O célebre pintor, escultor, arquiteto e inventor trabalhou entre 1483 e 1499 para Ludovico Sforza, mais conhecido como o Mouro, governador de Milão nesse período e que deu ao artista a tarefa de embelezar a cidade segundo os padrões renascentistas.
Entre suas tarefas estavam decorações da chamada sala das Tábuas – conhecida assim pelos painéis de madeira que recobrem as paredes – do Castelo Sforza, da qual se encarregou a partir de 1498, segundo alguns documentos achados no edifício, informou hoje em comunicado o Consistório milanês.
Os afrescos, no entanto, foram descobertos apenas no final do século XIX devido ao mal estado em que se encontrava o castelo e, apesar de todos os especialistas terem confirmado que se tratava dos traços de Leonardo na obra, ainda não está claro se ele se limitou a esboçá-los ou se chegou a pintá-los com suas próprias mãos.
A determinação do papel de Leonardo será um dos objetivos dos trabalhos de restauração, que se prolongarão por três anos devido ao mal estado e a complexidade dos afrescos.

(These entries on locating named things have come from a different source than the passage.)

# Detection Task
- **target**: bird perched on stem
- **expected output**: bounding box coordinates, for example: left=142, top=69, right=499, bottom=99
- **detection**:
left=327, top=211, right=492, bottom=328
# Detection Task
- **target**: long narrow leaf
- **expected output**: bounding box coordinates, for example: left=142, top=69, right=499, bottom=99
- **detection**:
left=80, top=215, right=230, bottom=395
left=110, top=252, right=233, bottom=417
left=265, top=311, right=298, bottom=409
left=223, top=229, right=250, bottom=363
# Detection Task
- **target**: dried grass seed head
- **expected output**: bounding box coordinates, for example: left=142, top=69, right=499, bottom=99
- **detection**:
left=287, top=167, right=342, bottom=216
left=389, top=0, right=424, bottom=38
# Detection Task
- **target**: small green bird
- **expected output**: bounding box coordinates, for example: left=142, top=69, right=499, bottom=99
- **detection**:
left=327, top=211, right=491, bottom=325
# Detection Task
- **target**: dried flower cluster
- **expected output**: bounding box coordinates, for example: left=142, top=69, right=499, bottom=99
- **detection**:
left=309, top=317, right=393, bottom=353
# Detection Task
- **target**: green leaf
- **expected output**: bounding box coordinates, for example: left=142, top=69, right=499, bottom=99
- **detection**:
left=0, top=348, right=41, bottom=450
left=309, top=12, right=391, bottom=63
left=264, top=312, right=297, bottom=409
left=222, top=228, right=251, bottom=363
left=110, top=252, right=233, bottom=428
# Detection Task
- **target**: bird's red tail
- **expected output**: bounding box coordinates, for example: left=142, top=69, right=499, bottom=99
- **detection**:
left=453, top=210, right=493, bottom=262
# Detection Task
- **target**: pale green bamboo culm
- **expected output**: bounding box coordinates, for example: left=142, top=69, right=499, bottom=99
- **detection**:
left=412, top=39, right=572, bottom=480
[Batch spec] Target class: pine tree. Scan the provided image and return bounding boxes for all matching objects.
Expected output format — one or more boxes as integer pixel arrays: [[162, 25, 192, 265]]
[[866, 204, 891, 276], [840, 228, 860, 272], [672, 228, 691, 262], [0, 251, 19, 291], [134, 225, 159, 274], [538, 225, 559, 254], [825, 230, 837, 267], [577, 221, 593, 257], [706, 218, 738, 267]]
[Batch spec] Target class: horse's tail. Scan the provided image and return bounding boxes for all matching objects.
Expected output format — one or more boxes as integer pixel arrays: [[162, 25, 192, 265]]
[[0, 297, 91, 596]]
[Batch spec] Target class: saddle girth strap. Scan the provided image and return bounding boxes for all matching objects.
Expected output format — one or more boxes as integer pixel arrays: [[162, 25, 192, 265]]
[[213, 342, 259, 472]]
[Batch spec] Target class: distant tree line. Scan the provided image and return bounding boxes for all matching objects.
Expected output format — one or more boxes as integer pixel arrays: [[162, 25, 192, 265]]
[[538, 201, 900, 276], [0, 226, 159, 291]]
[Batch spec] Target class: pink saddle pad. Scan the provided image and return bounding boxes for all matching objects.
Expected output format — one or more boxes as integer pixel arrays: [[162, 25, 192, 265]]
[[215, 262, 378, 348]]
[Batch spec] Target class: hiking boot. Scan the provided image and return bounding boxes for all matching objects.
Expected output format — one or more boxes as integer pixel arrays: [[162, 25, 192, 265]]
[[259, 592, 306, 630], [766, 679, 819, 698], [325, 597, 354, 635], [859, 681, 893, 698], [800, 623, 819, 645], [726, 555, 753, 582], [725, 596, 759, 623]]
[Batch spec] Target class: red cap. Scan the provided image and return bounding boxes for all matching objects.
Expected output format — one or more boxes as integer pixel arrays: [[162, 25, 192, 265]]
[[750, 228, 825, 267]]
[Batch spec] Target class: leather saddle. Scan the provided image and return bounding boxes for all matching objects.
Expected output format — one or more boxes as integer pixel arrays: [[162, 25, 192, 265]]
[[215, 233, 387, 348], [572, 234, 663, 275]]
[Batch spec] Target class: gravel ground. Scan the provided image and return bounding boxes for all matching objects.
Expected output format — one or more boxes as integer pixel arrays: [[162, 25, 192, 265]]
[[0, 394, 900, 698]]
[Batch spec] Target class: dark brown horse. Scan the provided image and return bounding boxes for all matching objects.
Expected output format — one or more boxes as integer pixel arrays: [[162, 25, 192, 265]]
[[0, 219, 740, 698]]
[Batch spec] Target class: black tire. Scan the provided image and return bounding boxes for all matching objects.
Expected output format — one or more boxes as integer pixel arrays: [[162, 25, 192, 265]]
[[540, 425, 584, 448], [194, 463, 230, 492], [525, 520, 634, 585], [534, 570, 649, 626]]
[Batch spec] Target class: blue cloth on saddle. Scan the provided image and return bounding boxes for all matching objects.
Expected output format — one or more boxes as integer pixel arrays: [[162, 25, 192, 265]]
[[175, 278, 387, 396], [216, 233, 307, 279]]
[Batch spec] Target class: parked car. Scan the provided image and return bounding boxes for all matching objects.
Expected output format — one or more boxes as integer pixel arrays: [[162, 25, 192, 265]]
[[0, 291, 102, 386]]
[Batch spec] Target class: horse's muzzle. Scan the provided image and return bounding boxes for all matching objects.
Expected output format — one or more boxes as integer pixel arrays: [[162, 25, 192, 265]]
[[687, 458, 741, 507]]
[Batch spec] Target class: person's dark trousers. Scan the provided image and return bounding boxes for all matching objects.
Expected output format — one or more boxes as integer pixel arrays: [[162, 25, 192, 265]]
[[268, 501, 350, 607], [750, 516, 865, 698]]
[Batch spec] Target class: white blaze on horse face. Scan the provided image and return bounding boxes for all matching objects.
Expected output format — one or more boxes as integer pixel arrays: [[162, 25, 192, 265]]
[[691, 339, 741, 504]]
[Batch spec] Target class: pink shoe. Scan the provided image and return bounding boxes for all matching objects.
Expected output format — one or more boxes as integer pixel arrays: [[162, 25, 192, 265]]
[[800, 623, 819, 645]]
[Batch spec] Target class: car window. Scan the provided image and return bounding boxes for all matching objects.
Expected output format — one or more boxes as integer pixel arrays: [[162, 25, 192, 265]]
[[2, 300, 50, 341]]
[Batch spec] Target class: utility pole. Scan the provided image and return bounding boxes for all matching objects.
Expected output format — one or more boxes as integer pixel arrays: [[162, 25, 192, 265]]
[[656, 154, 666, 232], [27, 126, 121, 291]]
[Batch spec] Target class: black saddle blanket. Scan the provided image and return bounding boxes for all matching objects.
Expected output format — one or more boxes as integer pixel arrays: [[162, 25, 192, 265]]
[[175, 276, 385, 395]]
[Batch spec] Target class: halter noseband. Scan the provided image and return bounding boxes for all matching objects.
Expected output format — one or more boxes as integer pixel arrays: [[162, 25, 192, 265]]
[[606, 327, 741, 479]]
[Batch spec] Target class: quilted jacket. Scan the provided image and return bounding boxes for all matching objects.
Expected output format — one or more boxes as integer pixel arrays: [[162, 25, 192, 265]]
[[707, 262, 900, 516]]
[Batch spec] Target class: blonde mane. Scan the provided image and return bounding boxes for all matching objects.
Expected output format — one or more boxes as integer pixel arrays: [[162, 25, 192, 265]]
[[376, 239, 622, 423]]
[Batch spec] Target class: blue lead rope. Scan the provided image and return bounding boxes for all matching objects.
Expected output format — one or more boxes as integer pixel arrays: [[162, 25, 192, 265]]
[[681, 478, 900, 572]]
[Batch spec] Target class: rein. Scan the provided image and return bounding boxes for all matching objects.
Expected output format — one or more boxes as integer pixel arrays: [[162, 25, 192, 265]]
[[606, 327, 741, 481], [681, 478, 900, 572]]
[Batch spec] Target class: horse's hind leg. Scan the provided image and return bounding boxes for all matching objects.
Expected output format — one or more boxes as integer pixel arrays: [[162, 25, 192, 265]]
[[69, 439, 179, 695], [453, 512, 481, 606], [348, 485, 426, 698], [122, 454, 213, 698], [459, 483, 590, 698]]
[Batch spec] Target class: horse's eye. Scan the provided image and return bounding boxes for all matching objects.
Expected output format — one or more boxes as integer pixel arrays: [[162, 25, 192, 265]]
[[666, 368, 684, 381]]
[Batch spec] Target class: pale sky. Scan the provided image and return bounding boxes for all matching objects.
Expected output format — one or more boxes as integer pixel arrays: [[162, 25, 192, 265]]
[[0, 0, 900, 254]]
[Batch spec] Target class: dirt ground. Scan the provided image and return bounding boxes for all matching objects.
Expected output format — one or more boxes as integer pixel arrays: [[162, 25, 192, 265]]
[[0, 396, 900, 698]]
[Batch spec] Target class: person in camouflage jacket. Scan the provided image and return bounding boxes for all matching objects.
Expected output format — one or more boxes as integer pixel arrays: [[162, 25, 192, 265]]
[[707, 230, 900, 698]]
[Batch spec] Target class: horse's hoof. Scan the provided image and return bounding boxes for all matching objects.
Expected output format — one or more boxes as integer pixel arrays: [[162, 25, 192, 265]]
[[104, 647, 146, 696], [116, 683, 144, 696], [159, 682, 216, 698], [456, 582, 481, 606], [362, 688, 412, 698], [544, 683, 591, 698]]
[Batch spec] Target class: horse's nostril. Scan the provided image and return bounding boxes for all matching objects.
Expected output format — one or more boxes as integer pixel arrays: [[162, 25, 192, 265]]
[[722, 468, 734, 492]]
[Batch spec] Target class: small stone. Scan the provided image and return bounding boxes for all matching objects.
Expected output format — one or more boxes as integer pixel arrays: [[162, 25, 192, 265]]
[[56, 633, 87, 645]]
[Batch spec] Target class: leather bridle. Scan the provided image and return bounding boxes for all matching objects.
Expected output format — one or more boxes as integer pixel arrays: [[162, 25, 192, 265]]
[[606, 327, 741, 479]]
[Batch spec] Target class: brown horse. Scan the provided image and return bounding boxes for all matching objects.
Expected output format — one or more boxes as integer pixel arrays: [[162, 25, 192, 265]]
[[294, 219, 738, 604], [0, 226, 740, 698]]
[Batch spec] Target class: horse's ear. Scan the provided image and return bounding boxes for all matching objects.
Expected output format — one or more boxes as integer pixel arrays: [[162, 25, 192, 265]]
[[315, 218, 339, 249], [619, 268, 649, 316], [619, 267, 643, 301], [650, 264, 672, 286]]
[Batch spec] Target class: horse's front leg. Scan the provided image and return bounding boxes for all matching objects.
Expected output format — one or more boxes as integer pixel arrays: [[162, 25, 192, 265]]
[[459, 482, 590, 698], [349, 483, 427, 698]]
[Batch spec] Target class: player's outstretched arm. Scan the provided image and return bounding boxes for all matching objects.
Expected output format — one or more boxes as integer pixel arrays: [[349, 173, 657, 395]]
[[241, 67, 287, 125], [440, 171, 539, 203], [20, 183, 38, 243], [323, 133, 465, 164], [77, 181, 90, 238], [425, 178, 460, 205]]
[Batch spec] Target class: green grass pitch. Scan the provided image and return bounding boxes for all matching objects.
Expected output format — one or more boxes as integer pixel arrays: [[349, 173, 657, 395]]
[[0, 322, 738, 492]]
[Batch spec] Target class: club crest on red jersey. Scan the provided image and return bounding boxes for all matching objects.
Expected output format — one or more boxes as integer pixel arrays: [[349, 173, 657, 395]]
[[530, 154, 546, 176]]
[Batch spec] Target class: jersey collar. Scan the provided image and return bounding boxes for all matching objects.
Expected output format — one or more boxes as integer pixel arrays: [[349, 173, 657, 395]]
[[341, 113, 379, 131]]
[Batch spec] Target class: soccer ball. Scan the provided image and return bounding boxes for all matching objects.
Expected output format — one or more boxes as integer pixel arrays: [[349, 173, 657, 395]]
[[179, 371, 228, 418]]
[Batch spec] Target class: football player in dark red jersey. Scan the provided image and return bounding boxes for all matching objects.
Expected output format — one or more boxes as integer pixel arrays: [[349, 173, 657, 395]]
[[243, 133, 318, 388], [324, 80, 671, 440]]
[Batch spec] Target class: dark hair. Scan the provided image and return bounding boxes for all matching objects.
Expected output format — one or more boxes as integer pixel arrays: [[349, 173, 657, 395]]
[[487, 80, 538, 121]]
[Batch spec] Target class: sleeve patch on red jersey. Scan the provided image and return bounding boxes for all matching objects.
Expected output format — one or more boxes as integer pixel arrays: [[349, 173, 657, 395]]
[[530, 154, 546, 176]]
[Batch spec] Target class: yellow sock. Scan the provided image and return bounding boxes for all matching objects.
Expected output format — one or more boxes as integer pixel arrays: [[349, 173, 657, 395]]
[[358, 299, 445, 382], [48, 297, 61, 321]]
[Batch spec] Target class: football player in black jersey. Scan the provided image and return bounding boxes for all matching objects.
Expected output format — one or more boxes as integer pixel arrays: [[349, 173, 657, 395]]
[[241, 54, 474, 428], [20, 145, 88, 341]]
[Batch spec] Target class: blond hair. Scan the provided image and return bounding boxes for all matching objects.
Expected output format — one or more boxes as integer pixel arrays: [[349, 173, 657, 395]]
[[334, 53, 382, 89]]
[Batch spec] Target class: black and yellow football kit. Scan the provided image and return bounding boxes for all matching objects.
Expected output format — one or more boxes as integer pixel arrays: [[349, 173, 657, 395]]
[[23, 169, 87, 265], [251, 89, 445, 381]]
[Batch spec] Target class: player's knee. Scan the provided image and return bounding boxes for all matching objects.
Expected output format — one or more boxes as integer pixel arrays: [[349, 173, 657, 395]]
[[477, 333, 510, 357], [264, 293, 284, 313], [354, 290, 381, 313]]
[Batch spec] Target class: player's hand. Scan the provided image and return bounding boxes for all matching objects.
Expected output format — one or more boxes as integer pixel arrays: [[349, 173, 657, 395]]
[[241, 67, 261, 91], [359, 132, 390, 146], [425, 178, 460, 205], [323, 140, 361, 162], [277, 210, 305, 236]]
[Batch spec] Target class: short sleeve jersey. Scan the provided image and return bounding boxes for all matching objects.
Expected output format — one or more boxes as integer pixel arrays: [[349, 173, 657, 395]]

A recuperação da obra servirá também para devolver “intensidade e força” às pinturas de Da Vinci para esta antiga sala de recepção, situada no primeiro andar do Castelo.
Leonardo da Vinci pôs todo seu talento a serviço de alguns mecenas de sua época, como Ludovico Sforza, tirano que governou Milão.
Em Milão, o mestre deixou sua marca no desenho da região de Navigli, chamada A Veneza de Lombardia e que faz parte do antigo canal da cidade que une vários lagos, assim como com seu emblemático mural A última ceia, que se encontra na igreja de Santa Maria delle Grazie.